Djakarta
Jakarta, officially the Special Capital Region of Jakarta, is the de facto capital and largest city of Indonesia, with administrative status equivalent to a province. It lies on the northwestern coast of Java, borders the provinces of West Java and Banten, and faces the Java Sea to the north. Jakarta itself covers about 662 square kilometres (256 square miles), but the wider Jakarta metropolitan area—locally known as Jabodetabek—is among the largest urban agglomerations in the world. It is the country's political, economic, and cultural centre and contains many national institutions, corporate headquarters, and the secretariat of the Association of Southeast Asian Nations (ASEAN).
The area that now forms Jakarta has been inhabited since at least the early centuries of the Common Era and was long associated with Sunda Kelapa, the port of the Sunda Kingdom. In 1527, the settlement was renamed Jayakarta after being captured by forces of the Demak Sultanate. The Dutch East India Company (VOC) seized the city in 1619 and rebuilt it as Batavia, which served as the centre of VOC power and subsequently of Dutch colonial rule in the Indonesian archipelago for more than three centuries. After the Japanese occupation during the Second World War and Indonesia's declaration of independence in 1945, the city took the name Jakarta and became the capital of the new republic.
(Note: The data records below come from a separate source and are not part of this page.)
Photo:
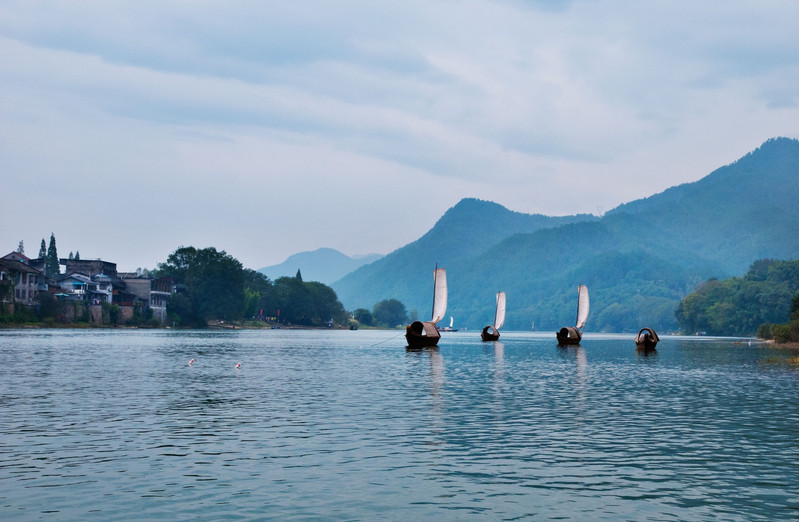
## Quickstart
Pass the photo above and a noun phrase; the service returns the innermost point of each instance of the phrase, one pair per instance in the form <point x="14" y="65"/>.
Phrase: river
<point x="350" y="425"/>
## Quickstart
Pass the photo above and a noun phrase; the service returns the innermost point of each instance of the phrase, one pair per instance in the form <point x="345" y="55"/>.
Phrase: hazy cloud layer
<point x="267" y="128"/>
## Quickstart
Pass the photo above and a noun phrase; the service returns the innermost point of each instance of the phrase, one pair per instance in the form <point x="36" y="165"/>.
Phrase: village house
<point x="20" y="283"/>
<point x="92" y="282"/>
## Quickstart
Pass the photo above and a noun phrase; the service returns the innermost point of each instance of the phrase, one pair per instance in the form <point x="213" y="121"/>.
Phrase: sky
<point x="261" y="128"/>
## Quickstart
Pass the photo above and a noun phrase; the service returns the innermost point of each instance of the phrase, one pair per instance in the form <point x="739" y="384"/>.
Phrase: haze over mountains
<point x="325" y="265"/>
<point x="638" y="260"/>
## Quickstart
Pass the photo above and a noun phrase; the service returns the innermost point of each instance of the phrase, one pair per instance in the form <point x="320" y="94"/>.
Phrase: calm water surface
<point x="350" y="426"/>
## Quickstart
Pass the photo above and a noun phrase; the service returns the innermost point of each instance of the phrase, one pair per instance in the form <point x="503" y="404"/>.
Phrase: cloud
<point x="243" y="115"/>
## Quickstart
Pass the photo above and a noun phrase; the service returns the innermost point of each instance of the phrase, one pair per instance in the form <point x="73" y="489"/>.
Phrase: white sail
<point x="582" y="306"/>
<point x="499" y="318"/>
<point x="440" y="294"/>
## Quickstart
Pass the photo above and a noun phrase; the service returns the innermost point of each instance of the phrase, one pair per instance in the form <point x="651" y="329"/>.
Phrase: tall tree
<point x="52" y="268"/>
<point x="214" y="282"/>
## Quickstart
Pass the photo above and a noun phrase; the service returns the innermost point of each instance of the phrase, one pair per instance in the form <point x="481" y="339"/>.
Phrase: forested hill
<point x="324" y="265"/>
<point x="638" y="260"/>
<point x="470" y="228"/>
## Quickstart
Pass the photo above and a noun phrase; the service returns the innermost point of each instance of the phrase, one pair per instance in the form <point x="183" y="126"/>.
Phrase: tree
<point x="52" y="268"/>
<point x="390" y="312"/>
<point x="363" y="316"/>
<point x="214" y="282"/>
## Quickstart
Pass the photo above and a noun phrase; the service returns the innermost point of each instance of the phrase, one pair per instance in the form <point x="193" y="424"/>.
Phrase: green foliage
<point x="52" y="267"/>
<point x="363" y="316"/>
<point x="390" y="312"/>
<point x="639" y="260"/>
<point x="218" y="287"/>
<point x="740" y="305"/>
<point x="214" y="282"/>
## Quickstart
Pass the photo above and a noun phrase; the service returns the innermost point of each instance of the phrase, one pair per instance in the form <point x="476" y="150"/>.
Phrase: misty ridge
<point x="639" y="259"/>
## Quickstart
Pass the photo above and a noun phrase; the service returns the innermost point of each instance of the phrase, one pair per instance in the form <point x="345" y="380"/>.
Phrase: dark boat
<point x="646" y="339"/>
<point x="568" y="335"/>
<point x="491" y="332"/>
<point x="571" y="335"/>
<point x="421" y="334"/>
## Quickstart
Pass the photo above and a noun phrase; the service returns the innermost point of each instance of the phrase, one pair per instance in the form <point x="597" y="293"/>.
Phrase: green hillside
<point x="468" y="229"/>
<point x="638" y="260"/>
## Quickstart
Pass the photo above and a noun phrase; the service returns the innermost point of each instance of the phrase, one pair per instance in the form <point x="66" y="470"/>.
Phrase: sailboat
<point x="491" y="332"/>
<point x="646" y="339"/>
<point x="450" y="328"/>
<point x="425" y="333"/>
<point x="571" y="334"/>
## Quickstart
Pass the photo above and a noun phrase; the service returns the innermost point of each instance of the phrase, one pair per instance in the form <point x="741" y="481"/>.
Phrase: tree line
<point x="768" y="294"/>
<point x="213" y="285"/>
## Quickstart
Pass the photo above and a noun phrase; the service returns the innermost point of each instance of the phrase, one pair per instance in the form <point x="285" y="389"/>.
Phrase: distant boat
<point x="571" y="334"/>
<point x="646" y="339"/>
<point x="491" y="332"/>
<point x="425" y="333"/>
<point x="450" y="328"/>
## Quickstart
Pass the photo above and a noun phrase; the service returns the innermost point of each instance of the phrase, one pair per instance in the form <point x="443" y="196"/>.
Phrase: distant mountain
<point x="638" y="260"/>
<point x="468" y="229"/>
<point x="325" y="265"/>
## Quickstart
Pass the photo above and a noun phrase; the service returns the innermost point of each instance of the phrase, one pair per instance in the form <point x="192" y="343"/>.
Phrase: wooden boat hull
<point x="422" y="334"/>
<point x="568" y="335"/>
<point x="646" y="339"/>
<point x="489" y="333"/>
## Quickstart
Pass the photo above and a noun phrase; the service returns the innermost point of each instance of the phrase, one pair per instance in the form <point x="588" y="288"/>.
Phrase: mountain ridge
<point x="639" y="259"/>
<point x="325" y="265"/>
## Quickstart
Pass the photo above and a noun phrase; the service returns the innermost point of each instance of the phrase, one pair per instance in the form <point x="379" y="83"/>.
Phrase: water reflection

Classified as an alpha world city, Jakarta is Indonesia's main financial and commercial centre and a leading node in the country's economy and regional trade. It contains the headquarters of major Indonesian corporations, financial institutions, and the Indonesia Stock Exchange, and is also a centre for business, media, and international diplomacy. Rapid urbanisation since the mid-20th century has turned Jakarta into a vast metropolitan region, drawing migrants from across the Indonesian archipelago and making it the country's most populous city and one of the region's largest urban economies.
Jakarta is highly diverse and has no single dominant ethnic group. Its population includes large communities of Javanese, Betawi, Sundanese, Chinese Indonesians, and migrants from many other parts of Indonesia. Indonesian is the official language and the main language of public life, while Betawi culture grew out of the mixing of local, Chinese, Indian, Arab, and European influences during the colonial period. Jakarta today continues to experience major urban challenges, including traffic congestion, air pollution, flooding, and land subsidence—factors that have contributed to the national government's decision to relocate Indonesia's future capital to Nusantara in East Kalimantan.